The Colonnaded Street was about 250 meters long. The remains of an ancient arch at the beginning of this street are still there. It has interesting consoles on its pillars, which once carried statues.
According to a legend told by the Greek geographer Strabo,note the original temple of Zeus Olbius had been founded by Ajax, one of the Greek heroes of the Trojan War. The priests belonged to the Teucrid dynasty: every man of this family was called either Ajax or Teucer. Ruled by these priests, Olba remained a small theocracy during the Seleucid age.
Several monuments date back to this period. One of these is the big tower, which was built in the second half of the third century BCE. The inhabitants were very proud of this building, putting a picture of it on their coins. It is still the most remarkable monument in the neighborhood and the modern town, Uzuncaburç, was named after it ("tall tower"). It is at the highest point of the city, which may have been the citadel.
When the Romans appeared on the stage after their war against the Cilician pirates (67 BCE), they accepted the town's autonomy. The name "Diocaesarea" was adopted during the reign of the emperor Vespasian (r.69-79). During his reign or the reign of his son Domitian (i.e., between 69 and 96), a temple of Tyche was given as a present to the city by a man and a woman named Oppius and Kyria, his wife. The cult may be older, though, because the Colonnaded Street leads up to it, suggesting that the road was oriented on the sanctuary.

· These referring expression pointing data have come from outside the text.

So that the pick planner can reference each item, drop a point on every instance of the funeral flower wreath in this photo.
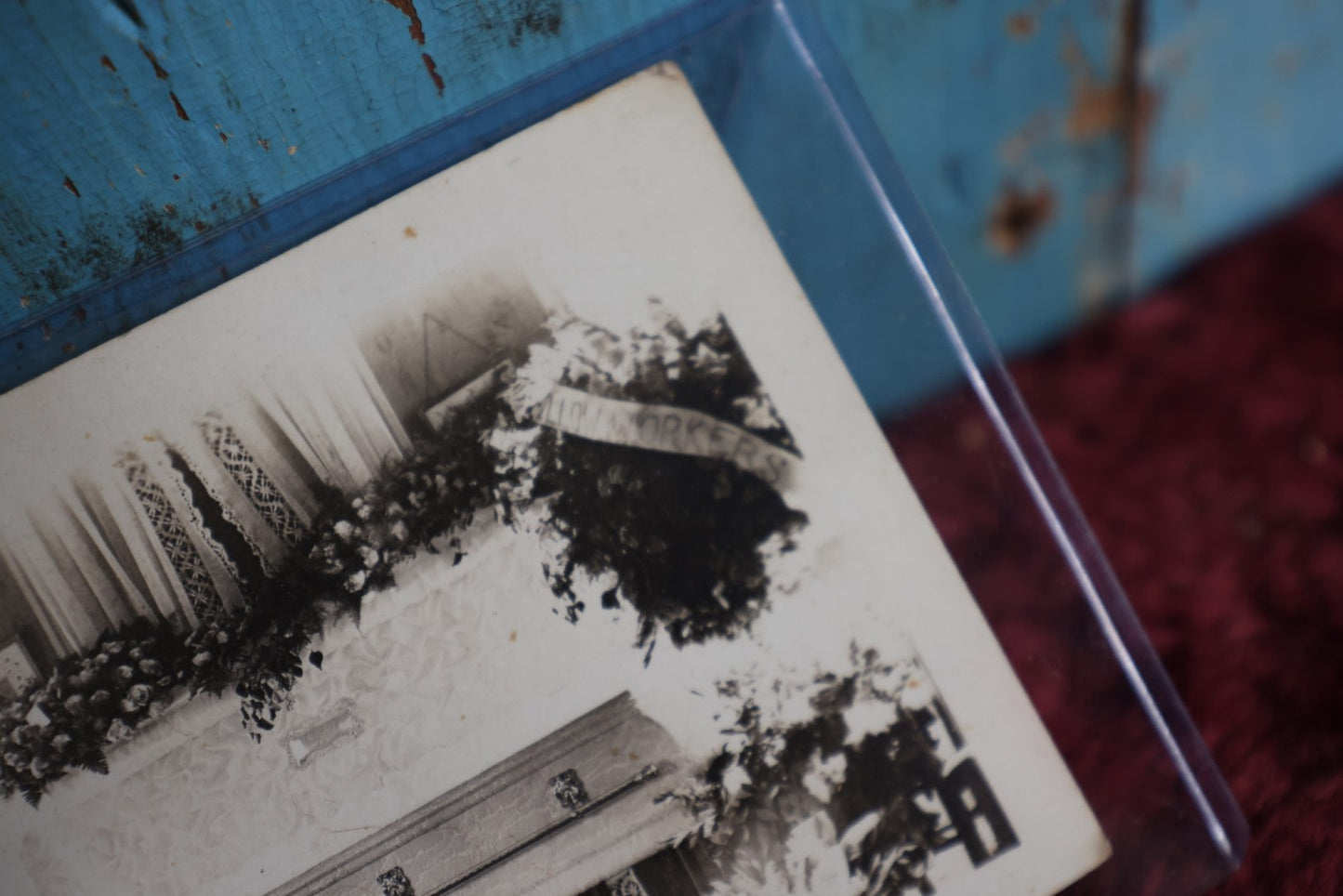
(681, 539)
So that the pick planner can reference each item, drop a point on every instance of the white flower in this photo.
(370, 555)
(733, 779)
(823, 777)
(868, 718)
(118, 731)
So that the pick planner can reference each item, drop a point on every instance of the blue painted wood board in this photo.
(132, 138)
(1244, 120)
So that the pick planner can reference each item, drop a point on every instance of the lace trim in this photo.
(199, 521)
(181, 552)
(256, 484)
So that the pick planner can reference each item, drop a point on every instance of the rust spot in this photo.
(159, 70)
(1020, 24)
(433, 72)
(416, 27)
(1123, 106)
(1017, 217)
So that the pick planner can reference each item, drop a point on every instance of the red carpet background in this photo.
(1202, 434)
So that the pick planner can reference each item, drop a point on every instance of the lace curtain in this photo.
(168, 527)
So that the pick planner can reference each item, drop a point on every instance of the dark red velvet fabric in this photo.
(1201, 430)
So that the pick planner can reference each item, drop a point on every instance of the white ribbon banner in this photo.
(663, 428)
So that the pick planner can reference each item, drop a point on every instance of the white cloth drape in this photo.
(87, 554)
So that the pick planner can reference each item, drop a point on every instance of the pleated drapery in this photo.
(154, 530)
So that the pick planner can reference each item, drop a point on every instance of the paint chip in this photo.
(177, 104)
(159, 70)
(433, 72)
(1020, 24)
(1019, 217)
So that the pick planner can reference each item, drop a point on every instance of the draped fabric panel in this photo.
(129, 537)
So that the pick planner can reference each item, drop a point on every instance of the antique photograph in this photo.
(520, 534)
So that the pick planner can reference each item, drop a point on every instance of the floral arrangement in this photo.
(684, 540)
(817, 787)
(86, 705)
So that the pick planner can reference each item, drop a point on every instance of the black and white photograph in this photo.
(520, 534)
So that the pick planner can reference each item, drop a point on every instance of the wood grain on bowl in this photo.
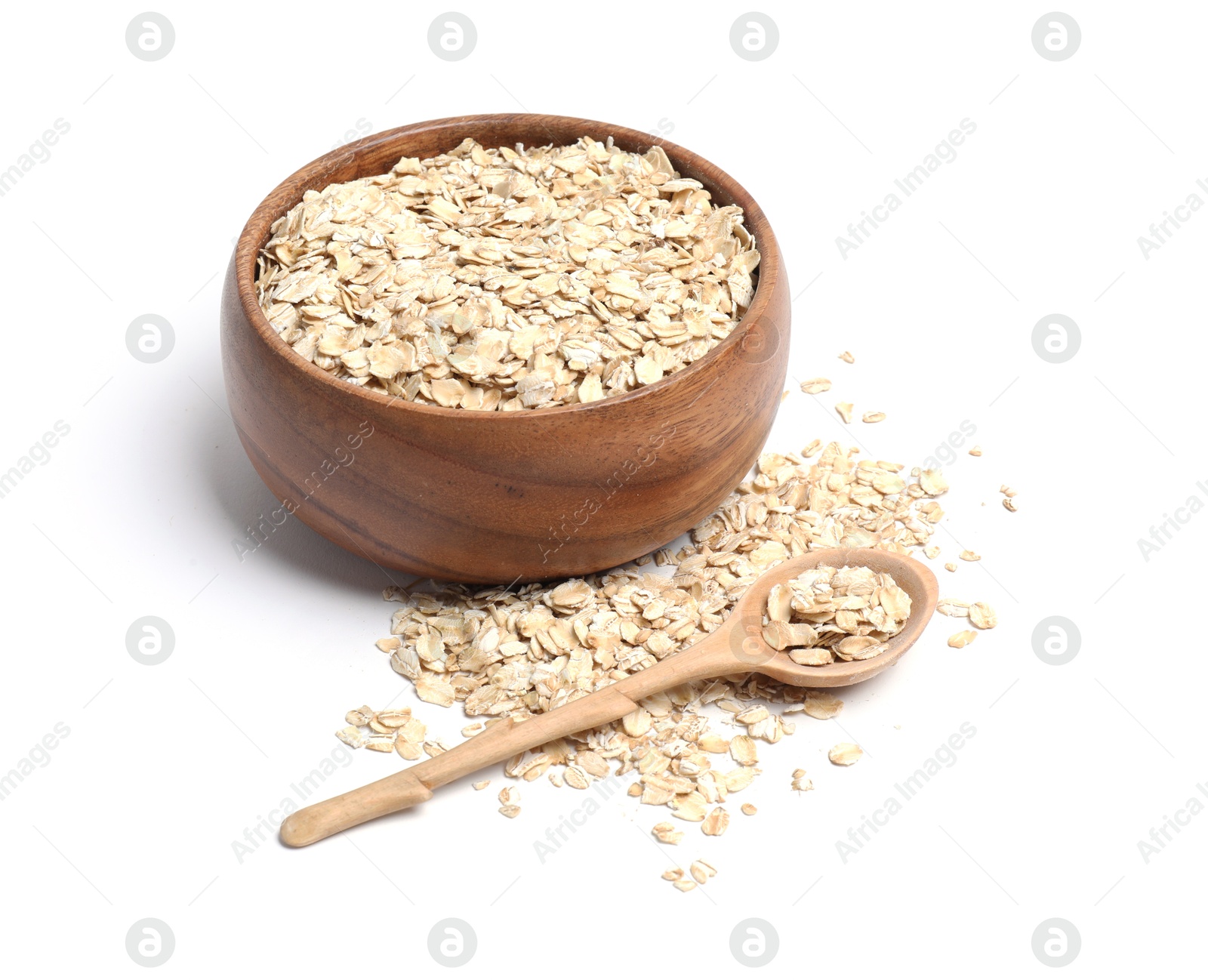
(497, 497)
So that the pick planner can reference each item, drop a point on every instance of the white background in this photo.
(137, 508)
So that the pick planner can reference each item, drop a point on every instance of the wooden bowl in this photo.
(499, 497)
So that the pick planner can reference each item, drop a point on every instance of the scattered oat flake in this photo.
(667, 833)
(821, 704)
(716, 823)
(360, 716)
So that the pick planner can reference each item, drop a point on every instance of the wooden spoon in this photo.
(734, 648)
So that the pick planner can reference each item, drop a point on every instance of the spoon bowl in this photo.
(735, 647)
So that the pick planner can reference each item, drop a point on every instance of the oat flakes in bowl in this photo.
(501, 496)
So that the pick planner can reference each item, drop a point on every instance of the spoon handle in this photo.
(505, 738)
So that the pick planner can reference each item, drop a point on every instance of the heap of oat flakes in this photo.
(507, 279)
(504, 652)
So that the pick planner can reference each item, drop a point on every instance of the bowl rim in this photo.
(257, 231)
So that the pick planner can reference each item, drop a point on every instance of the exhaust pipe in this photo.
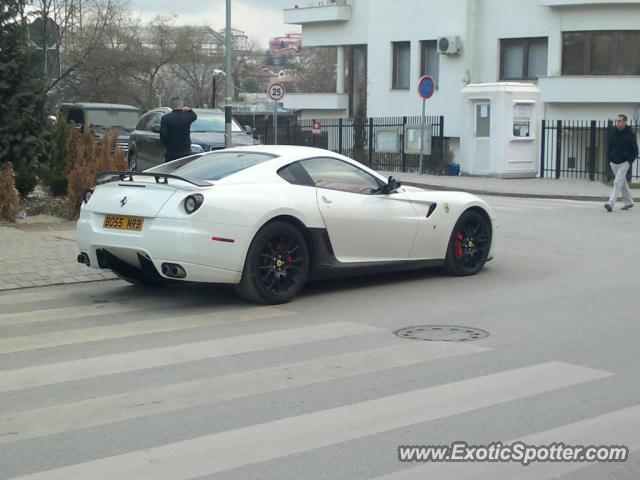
(173, 270)
(84, 258)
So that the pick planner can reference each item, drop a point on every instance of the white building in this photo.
(584, 55)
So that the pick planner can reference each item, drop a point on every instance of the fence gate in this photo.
(578, 149)
(355, 138)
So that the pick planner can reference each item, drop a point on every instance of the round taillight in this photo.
(193, 202)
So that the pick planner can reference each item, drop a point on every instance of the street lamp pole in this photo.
(213, 94)
(227, 84)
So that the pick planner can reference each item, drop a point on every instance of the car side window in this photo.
(155, 119)
(335, 174)
(143, 123)
(296, 174)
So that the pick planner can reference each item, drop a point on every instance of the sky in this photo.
(260, 19)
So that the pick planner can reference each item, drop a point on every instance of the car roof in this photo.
(101, 106)
(197, 110)
(286, 154)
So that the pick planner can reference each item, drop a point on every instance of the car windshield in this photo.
(212, 122)
(124, 119)
(212, 166)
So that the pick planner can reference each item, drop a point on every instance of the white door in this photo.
(363, 224)
(482, 139)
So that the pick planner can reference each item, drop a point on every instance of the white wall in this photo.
(378, 23)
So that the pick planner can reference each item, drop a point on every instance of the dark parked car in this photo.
(207, 133)
(102, 117)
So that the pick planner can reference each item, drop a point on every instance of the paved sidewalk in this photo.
(522, 187)
(36, 255)
(45, 253)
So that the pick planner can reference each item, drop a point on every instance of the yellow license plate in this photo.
(123, 223)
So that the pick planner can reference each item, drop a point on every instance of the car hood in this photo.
(216, 139)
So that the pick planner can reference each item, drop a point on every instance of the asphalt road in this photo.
(106, 380)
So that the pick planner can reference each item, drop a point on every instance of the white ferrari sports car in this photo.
(270, 218)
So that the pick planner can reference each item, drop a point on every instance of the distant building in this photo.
(291, 41)
(240, 40)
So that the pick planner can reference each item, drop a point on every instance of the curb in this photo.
(588, 198)
(2, 290)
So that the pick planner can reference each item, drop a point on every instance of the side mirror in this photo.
(393, 184)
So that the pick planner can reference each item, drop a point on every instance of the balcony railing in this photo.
(324, 12)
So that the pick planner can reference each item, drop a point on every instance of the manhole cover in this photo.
(442, 333)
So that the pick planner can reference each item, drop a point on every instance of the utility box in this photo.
(499, 134)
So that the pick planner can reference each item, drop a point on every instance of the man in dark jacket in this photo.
(174, 130)
(622, 150)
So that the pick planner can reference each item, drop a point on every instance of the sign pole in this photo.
(275, 121)
(426, 87)
(422, 124)
(276, 93)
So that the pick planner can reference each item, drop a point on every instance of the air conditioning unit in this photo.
(449, 45)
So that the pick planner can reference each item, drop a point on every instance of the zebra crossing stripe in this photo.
(157, 357)
(145, 327)
(101, 411)
(257, 443)
(69, 313)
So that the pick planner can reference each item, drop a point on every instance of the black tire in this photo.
(469, 244)
(140, 280)
(276, 266)
(133, 161)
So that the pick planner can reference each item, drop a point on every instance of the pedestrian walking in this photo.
(622, 150)
(175, 129)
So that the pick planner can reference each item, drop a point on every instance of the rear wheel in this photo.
(276, 266)
(469, 244)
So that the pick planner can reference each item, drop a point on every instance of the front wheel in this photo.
(469, 244)
(276, 266)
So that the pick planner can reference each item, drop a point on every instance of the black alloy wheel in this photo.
(276, 266)
(469, 244)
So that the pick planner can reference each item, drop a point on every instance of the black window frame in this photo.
(423, 62)
(299, 175)
(526, 42)
(395, 47)
(614, 67)
(376, 180)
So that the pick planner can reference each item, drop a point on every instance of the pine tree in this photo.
(23, 124)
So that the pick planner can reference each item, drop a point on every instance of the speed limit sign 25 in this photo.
(276, 91)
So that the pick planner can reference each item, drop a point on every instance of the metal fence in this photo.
(356, 139)
(578, 149)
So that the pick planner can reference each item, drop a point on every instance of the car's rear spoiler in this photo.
(160, 178)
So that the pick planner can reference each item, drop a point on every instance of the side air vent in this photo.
(432, 208)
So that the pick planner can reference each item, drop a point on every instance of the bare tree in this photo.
(80, 26)
(196, 62)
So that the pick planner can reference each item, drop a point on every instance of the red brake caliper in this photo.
(458, 244)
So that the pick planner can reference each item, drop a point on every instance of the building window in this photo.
(430, 60)
(401, 64)
(523, 58)
(601, 53)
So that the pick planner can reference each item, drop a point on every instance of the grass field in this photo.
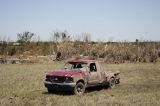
(22, 85)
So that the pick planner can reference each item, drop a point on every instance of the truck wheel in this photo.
(112, 83)
(79, 89)
(50, 90)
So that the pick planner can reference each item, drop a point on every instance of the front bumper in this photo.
(59, 86)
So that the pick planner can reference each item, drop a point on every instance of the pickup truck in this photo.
(78, 74)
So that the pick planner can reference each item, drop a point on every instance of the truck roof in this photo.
(79, 61)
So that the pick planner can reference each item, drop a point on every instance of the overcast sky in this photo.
(103, 19)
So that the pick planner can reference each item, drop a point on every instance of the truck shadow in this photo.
(70, 93)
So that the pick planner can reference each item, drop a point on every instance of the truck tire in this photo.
(79, 89)
(112, 83)
(50, 90)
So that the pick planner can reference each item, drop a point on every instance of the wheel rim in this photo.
(79, 89)
(112, 83)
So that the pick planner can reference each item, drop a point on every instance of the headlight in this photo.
(69, 79)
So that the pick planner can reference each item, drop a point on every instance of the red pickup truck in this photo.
(79, 74)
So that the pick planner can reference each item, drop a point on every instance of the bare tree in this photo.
(25, 37)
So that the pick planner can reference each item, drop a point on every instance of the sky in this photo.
(104, 20)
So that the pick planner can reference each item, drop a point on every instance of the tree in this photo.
(24, 37)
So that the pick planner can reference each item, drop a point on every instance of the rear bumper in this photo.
(59, 86)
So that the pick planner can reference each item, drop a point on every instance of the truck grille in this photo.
(57, 79)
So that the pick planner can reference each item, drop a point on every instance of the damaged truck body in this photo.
(77, 75)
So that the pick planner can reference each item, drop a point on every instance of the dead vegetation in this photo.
(80, 46)
(22, 85)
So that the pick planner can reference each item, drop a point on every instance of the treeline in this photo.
(81, 46)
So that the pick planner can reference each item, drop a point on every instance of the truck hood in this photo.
(66, 73)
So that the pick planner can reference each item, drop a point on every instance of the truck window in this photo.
(93, 67)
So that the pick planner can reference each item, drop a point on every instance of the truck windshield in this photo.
(75, 66)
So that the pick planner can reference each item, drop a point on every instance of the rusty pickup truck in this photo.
(78, 74)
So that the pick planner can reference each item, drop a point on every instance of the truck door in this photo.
(93, 74)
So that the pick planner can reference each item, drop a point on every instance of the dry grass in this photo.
(22, 85)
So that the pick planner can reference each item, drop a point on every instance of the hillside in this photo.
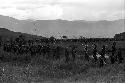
(64, 27)
(5, 33)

Among the other monuments that you can still see, is the nymphaeum (monumental fountain), which was once decorated with statues that are now missing. The aqueduct, which is about twenty kilometers long, is still functioning and serves a number of villages in the neighborhood. The Roman theater was, according to an inscription, built during the reign of the emperors Marcus Aurelius and Lucius Verus, i.e. between 161 and 169. Some 2500 people could find a seat.
One of the youngest monuments is the northwestern city gate. An inscription states that it was erected during the reign of the emperor Arcadius (r.395-408). It is about 32 meters wide and 12 meters high; the width of the wall is just over one meter. Still, it may have served as a real fortification, because this was the age of the Isaurians, inhabitants of the mountains of Cilicia, who were a permanent threat to the Roman interests in this part of Anatolia.
In this age, the temple of Zeus was converted into church, which explains why it is still quite well-preserved.